15 min readDevopness Team

How to Deploy Hermes AI Agent with Docker and HTTPS

Deploy Hermes AI Agent with Docker, HTTPS, and authentication. Complete guide with automatic SSL certificates and persistent storage.

Deploy Hermes AI Agent with Docker, automatic HTTPS, and authentication. This guide works for both AI assistants (e.g., via Devopness MCP Server, Devopness API) and manual setup through the web interface.

What is Hermes?

Hermes is an autonomous AI agent that can write code, deploy applications, browse the web, integrate with Slack and GitHub, and automate repetitive tasks. It works like having a developer on your team.
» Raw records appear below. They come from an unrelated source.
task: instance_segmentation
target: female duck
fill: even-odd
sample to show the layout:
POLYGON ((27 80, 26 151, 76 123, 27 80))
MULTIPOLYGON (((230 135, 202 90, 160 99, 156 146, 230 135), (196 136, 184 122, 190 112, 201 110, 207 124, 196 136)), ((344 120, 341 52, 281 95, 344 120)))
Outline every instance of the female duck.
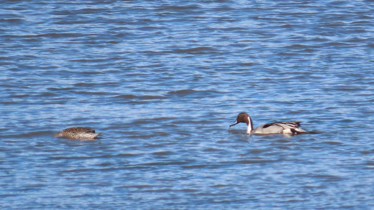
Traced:
POLYGON ((94 139, 101 133, 95 133, 95 130, 83 127, 72 127, 58 132, 53 137, 63 137, 77 139, 94 139))
POLYGON ((313 133, 312 132, 308 132, 299 128, 301 122, 300 121, 294 121, 271 123, 264 124, 253 129, 253 124, 251 117, 248 114, 242 112, 237 115, 236 120, 233 124, 230 125, 229 127, 231 128, 231 126, 239 123, 245 123, 248 126, 247 133, 251 134, 263 135, 283 134, 286 135, 297 135, 301 133, 313 133))

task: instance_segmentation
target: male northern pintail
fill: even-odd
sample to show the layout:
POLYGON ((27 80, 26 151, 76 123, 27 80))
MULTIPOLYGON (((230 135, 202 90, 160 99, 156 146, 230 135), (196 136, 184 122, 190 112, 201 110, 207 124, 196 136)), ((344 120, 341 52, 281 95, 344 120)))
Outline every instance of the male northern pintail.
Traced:
POLYGON ((83 127, 72 127, 63 130, 53 135, 53 137, 64 137, 78 139, 93 139, 101 133, 95 132, 95 130, 83 127))
POLYGON ((297 135, 301 133, 314 133, 299 128, 300 123, 301 123, 300 121, 266 123, 253 129, 252 119, 248 114, 244 112, 239 113, 236 120, 233 123, 230 125, 229 127, 231 128, 231 126, 239 123, 246 123, 248 126, 247 133, 251 134, 262 135, 283 134, 286 135, 297 135))

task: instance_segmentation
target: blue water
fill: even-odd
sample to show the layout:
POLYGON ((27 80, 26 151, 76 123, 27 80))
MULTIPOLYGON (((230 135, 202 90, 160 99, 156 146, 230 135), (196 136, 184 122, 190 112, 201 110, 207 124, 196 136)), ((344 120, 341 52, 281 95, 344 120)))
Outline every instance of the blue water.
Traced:
POLYGON ((0 209, 374 206, 372 1, 0 6, 0 209))

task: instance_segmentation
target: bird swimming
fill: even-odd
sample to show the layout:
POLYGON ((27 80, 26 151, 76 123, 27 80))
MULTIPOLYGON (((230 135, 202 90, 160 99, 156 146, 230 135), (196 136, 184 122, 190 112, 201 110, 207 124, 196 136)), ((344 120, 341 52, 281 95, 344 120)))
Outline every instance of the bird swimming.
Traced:
POLYGON ((72 127, 58 132, 53 137, 63 137, 80 140, 94 139, 101 133, 95 133, 94 130, 83 127, 72 127))
POLYGON ((230 125, 231 126, 240 123, 245 123, 247 124, 247 133, 250 134, 264 135, 267 134, 283 134, 285 135, 297 135, 302 133, 314 133, 304 130, 299 127, 300 121, 284 122, 282 123, 270 123, 261 125, 253 129, 253 124, 251 117, 247 113, 239 113, 236 120, 230 125))

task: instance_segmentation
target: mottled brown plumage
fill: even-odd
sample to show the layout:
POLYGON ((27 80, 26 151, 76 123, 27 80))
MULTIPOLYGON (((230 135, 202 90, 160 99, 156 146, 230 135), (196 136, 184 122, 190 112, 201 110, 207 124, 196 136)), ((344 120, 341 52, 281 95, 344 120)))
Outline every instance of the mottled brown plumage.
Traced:
POLYGON ((95 130, 83 127, 72 127, 67 128, 62 131, 58 132, 53 137, 63 137, 77 139, 93 139, 101 133, 95 133, 95 130))

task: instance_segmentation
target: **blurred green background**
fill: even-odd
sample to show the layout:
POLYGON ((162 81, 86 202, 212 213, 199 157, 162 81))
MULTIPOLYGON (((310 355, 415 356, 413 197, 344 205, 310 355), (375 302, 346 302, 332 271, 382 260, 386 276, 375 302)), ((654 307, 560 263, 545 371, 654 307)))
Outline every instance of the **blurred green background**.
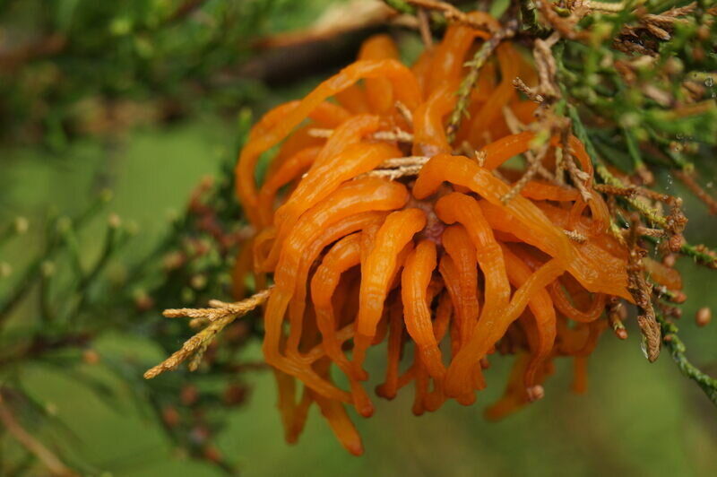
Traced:
MULTIPOLYGON (((262 17, 262 27, 250 35, 237 37, 237 55, 248 61, 254 38, 306 26, 329 3, 298 2, 302 4, 299 7, 292 2, 272 2, 266 16, 262 17)), ((17 2, 0 4, 13 4, 13 8, 20 9, 17 2)), ((77 4, 80 8, 88 7, 89 3, 77 4)), ((136 7, 143 3, 128 4, 136 7)), ((47 13, 43 13, 41 3, 33 4, 22 7, 24 22, 32 22, 33 15, 47 13)), ((12 19, 19 18, 7 15, 19 13, 4 6, 4 28, 7 30, 12 19)), ((117 22, 114 25, 122 27, 117 22)), ((138 38, 142 35, 137 34, 134 40, 138 38)), ((217 48, 226 51, 227 46, 217 48)), ((200 74, 193 68, 181 70, 181 74, 193 72, 200 74)), ((4 86, 10 83, 8 78, 4 77, 4 86)), ((38 224, 49 210, 62 213, 79 211, 88 197, 108 186, 115 192, 110 212, 136 221, 142 234, 124 253, 127 257, 140 256, 166 232, 168 217, 183 208, 198 181, 206 175, 220 174, 222 161, 234 154, 239 134, 237 117, 242 108, 251 109, 256 117, 270 105, 299 94, 317 81, 315 76, 304 75, 297 83, 266 86, 259 81, 238 79, 236 94, 206 100, 208 105, 194 101, 176 120, 133 124, 109 134, 111 137, 104 133, 71 137, 65 130, 58 132, 45 125, 48 129, 40 141, 22 136, 22 141, 5 143, 0 148, 0 221, 22 215, 30 220, 30 230, 21 242, 3 249, 0 259, 14 269, 22 268, 39 247, 38 224)), ((9 93, 10 90, 4 91, 9 93)), ((157 97, 157 91, 148 88, 127 96, 141 102, 157 97)), ((191 97, 183 90, 170 91, 168 96, 181 100, 187 94, 191 97)), ((2 98, 4 105, 10 100, 2 98)), ((49 99, 46 104, 54 107, 49 99)), ((660 179, 667 189, 675 186, 671 178, 660 179)), ((690 241, 714 245, 717 228, 713 218, 705 214, 700 204, 689 200, 687 212, 690 241)), ((101 221, 101 217, 98 219, 96 231, 101 221)), ((91 239, 92 230, 91 227, 86 232, 91 239, 83 250, 88 255, 95 254, 99 247, 99 239, 91 239)), ((682 334, 693 360, 714 373, 717 325, 696 328, 693 320, 701 306, 717 309, 713 275, 687 262, 679 267, 690 298, 685 306, 682 334)), ((7 285, 0 279, 0 289, 3 286, 7 285)), ((161 318, 157 313, 151 319, 161 318)), ((717 410, 696 386, 683 378, 666 352, 656 363, 649 364, 642 356, 634 323, 628 324, 628 331, 626 342, 609 334, 603 335, 590 359, 586 395, 569 392, 570 362, 563 360, 546 386, 545 399, 498 423, 486 422, 481 412, 503 390, 511 361, 507 357, 493 360, 487 373, 488 390, 472 407, 449 403, 438 412, 414 417, 409 389, 393 402, 378 401, 371 419, 355 416, 366 447, 359 458, 343 451, 315 406, 299 442, 287 445, 276 410, 273 380, 270 373, 258 371, 246 378, 251 386, 247 403, 227 414, 229 427, 219 437, 218 445, 239 463, 242 473, 249 476, 715 475, 717 410)), ((162 358, 146 336, 132 334, 106 336, 97 348, 100 353, 119 350, 147 362, 162 358)), ((256 344, 245 352, 248 358, 260 358, 256 344)), ((380 367, 379 360, 376 357, 375 364, 380 367)), ((75 435, 68 438, 67 433, 48 429, 39 436, 65 455, 82 458, 108 475, 220 475, 173 448, 156 422, 129 398, 109 404, 51 366, 36 364, 22 372, 27 389, 75 435)), ((97 369, 88 372, 99 374, 120 397, 127 394, 125 385, 116 377, 97 369)), ((4 475, 7 468, 3 463, 8 461, 4 456, 12 455, 13 450, 7 439, 2 443, 0 475, 4 475)))

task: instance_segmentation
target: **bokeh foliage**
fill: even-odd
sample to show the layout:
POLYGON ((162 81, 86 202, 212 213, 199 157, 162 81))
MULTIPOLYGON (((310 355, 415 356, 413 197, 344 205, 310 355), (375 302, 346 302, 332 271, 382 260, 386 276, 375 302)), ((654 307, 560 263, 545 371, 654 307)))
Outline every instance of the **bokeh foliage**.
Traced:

Deploying AI agents typically requires complex server configuration, Docker expertise, and manual SSL certificate management. This guide shows you how to deploy Hermes using Devopness, which handles all the infrastructure automatically.

What You'll Build

By the end of this guide, you'll have Hermes AI Agent deployed and running:

Running 24/7 on your cloud infrastructure

Accessible via secure HTTPS dashboard (https://hermes.example.com)
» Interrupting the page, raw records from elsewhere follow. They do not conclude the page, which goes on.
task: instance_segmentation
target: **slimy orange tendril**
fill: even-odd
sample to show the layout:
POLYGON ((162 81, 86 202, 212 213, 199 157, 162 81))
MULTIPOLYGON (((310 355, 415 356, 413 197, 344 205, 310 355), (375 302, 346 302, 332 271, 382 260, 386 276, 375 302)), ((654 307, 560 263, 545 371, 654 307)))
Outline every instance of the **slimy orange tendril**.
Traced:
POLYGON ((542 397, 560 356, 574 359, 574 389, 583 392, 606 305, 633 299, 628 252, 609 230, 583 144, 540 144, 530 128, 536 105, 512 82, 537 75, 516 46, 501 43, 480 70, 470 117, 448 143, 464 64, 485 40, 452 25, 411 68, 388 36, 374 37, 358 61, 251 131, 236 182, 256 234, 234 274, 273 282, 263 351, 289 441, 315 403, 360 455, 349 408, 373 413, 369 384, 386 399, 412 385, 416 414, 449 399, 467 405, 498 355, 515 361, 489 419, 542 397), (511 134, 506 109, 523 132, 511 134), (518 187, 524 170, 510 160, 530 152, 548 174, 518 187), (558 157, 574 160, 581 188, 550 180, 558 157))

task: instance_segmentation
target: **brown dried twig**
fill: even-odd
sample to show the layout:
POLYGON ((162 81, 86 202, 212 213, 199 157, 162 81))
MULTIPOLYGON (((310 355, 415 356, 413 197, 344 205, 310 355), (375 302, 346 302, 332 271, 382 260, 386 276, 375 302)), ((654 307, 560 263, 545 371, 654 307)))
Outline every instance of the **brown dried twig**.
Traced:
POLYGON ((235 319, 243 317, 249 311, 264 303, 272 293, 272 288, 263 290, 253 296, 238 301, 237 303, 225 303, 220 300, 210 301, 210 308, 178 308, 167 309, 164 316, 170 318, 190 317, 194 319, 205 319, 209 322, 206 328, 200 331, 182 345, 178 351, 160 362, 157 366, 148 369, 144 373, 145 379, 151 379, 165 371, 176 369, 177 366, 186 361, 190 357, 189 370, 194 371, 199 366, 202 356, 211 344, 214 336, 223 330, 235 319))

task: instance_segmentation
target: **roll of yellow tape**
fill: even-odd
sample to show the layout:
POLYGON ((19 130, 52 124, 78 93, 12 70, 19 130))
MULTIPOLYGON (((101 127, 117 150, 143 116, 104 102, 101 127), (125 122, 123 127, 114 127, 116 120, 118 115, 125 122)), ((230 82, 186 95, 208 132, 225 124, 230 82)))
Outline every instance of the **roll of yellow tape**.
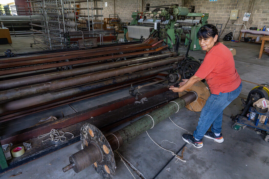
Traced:
POLYGON ((22 155, 25 152, 24 147, 23 146, 16 147, 11 151, 11 153, 14 157, 17 157, 22 155))

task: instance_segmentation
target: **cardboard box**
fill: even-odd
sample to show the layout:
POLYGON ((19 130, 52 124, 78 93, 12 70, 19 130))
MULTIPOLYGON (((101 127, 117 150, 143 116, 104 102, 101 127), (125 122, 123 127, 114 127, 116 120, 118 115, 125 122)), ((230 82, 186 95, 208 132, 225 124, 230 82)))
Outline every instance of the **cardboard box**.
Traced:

Protected by username/password authentication for trusted/private access, with OAuth/OIDC recommended for public internet deployments

With persistent storage that survives deployments

Auto-renewing SSL certificates (every 90 days)

Ready to integrate with Slack, GitHub, and other services

This guide is for: Anyone who wants to deploy Hermes to a cloud server, without manual configuration. Works with any AI assistant or via Devopness web UI.
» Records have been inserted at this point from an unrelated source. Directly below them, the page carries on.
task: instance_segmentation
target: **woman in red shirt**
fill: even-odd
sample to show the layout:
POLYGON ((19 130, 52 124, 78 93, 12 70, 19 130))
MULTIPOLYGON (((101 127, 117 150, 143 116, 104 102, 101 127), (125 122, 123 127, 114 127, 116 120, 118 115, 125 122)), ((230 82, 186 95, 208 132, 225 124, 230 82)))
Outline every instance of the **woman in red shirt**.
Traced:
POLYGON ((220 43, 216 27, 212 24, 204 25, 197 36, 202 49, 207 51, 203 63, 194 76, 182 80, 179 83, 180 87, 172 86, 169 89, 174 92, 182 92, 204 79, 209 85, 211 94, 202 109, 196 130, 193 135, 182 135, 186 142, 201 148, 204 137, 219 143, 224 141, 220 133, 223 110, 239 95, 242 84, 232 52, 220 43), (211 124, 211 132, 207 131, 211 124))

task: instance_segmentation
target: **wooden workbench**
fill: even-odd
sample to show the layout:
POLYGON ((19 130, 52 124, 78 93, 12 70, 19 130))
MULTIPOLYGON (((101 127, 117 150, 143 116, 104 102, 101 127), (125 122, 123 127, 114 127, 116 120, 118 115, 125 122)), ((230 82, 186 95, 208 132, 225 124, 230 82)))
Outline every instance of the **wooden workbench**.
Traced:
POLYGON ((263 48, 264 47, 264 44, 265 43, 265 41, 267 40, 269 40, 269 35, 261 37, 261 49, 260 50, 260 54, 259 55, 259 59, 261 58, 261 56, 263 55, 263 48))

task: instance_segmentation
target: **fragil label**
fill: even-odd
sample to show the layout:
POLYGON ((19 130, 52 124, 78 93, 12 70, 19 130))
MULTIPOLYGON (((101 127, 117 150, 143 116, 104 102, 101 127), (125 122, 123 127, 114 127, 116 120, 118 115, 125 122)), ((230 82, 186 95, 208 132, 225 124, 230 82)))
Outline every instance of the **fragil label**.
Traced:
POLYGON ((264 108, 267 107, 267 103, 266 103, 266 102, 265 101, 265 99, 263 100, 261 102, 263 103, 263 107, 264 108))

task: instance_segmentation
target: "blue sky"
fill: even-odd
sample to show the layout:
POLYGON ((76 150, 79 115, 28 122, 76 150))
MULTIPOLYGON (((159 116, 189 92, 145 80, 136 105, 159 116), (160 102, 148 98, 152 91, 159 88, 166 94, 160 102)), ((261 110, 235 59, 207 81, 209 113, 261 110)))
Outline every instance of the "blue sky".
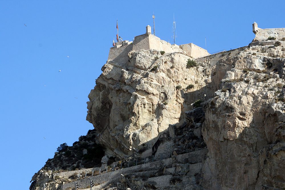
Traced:
POLYGON ((154 12, 156 35, 171 42, 174 13, 176 43, 205 48, 206 37, 211 53, 248 45, 255 21, 262 28, 285 27, 284 5, 281 1, 0 0, 1 189, 9 189, 15 175, 19 189, 28 189, 60 144, 71 145, 93 128, 85 120, 86 103, 115 37, 117 19, 119 35, 131 41, 152 26, 154 12))

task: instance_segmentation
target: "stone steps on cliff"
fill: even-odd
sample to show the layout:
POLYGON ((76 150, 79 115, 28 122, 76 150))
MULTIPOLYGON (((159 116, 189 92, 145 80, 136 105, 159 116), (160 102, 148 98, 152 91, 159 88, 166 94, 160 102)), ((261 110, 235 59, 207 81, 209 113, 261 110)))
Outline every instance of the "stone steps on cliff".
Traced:
MULTIPOLYGON (((164 168, 164 173, 160 176, 166 175, 172 176, 178 169, 177 167, 173 167, 172 165, 174 163, 182 163, 181 164, 182 164, 187 165, 187 167, 189 167, 188 172, 190 174, 193 174, 193 175, 190 174, 191 175, 194 175, 199 172, 201 170, 203 165, 201 162, 206 152, 206 150, 203 150, 179 155, 169 158, 123 168, 107 173, 102 173, 100 175, 93 177, 80 179, 77 181, 78 183, 79 187, 84 188, 90 185, 90 180, 93 180, 94 183, 97 184, 97 185, 94 187, 94 189, 93 189, 92 188, 92 189, 96 189, 97 188, 99 188, 98 189, 100 189, 105 185, 119 181, 121 177, 121 174, 129 175, 132 174, 134 175, 136 174, 140 175, 145 175, 150 173, 155 174, 160 169, 161 170, 163 169, 163 168, 164 168)), ((179 166, 179 164, 178 165, 179 166)), ((182 167, 186 166, 182 166, 182 167)), ((149 179, 150 178, 152 178, 149 179)), ((162 178, 164 179, 166 179, 162 178)), ((64 190, 68 187, 72 187, 74 186, 74 182, 67 183, 63 185, 63 189, 64 190)))

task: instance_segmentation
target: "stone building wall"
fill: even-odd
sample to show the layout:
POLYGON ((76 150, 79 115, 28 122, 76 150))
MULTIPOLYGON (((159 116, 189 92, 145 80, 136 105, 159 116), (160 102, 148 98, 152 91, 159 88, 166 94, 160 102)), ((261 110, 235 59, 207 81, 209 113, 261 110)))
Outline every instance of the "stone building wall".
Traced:
POLYGON ((193 43, 182 44, 179 47, 185 51, 186 55, 194 58, 197 58, 210 55, 206 50, 193 43))
POLYGON ((210 55, 207 50, 194 44, 190 43, 181 45, 171 45, 170 43, 149 33, 135 36, 133 42, 123 41, 117 43, 117 45, 110 48, 108 60, 116 60, 117 62, 125 61, 127 59, 128 53, 131 51, 141 50, 155 50, 164 51, 165 53, 179 52, 185 53, 194 58, 210 55))
POLYGON ((253 42, 265 40, 270 36, 275 37, 276 40, 280 40, 285 37, 285 28, 262 29, 258 28, 253 42))

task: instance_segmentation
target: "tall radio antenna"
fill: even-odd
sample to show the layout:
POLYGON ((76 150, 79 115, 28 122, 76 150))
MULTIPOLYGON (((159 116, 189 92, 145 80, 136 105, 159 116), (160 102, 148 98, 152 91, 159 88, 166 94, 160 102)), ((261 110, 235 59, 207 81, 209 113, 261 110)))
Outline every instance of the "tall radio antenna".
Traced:
POLYGON ((118 20, 117 20, 117 42, 119 41, 119 28, 118 27, 118 20))
POLYGON ((206 42, 206 37, 205 37, 205 45, 206 46, 206 49, 207 49, 207 43, 206 42))
POLYGON ((175 44, 175 38, 177 38, 177 35, 176 35, 176 22, 175 22, 175 19, 174 18, 174 13, 173 13, 173 36, 172 37, 173 38, 173 41, 174 44, 175 44))
POLYGON ((154 16, 154 12, 153 14, 152 15, 152 18, 153 19, 153 35, 155 36, 155 25, 154 25, 154 19, 155 17, 154 16))

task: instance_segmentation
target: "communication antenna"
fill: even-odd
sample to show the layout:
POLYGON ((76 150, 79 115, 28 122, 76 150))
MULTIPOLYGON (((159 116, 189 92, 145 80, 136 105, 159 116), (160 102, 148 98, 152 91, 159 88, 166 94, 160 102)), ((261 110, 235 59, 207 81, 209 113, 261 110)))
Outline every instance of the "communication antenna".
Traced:
POLYGON ((118 20, 117 20, 117 42, 119 41, 119 28, 118 27, 118 20))
POLYGON ((177 35, 176 35, 176 22, 175 22, 175 19, 174 18, 174 13, 173 13, 173 36, 172 38, 173 38, 173 41, 174 44, 175 44, 175 38, 177 38, 177 35))
POLYGON ((155 36, 155 25, 154 25, 154 19, 155 17, 154 16, 154 13, 153 13, 152 15, 152 18, 153 19, 153 35, 155 36))
POLYGON ((207 49, 207 43, 206 42, 206 37, 205 37, 205 45, 206 46, 206 49, 207 49))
Don't have a Devopness account yet? Create your free account to get started.

Pro Tip: Let AI Do the Work

You can have an AI assistant (e.g., Claude Code, Cursor, Cline, Windsurf) execute this entire deployment for you using the Devopness MCP Server.

Copy this prompt to your AI assistant:

Read the Hermes deployment guide at https://www.devopness.com/blog/deploy-hermes-ai-agent-devopness and execute it step by step using Devopness MCP tools.

Your AI assistant will handle the deployment while keeping you informed at key decision points.

Prerequisites

An Environment with Credentials Ready

In Devopness, you work inside "Environments" (Development, Staging, or Production). You'll need an environment with:

A Cloud Provider Credential - So Devopness can create servers for you (AWS, Azure, Google Cloud, DigitalOcean, Hetzner, or any cloud provider)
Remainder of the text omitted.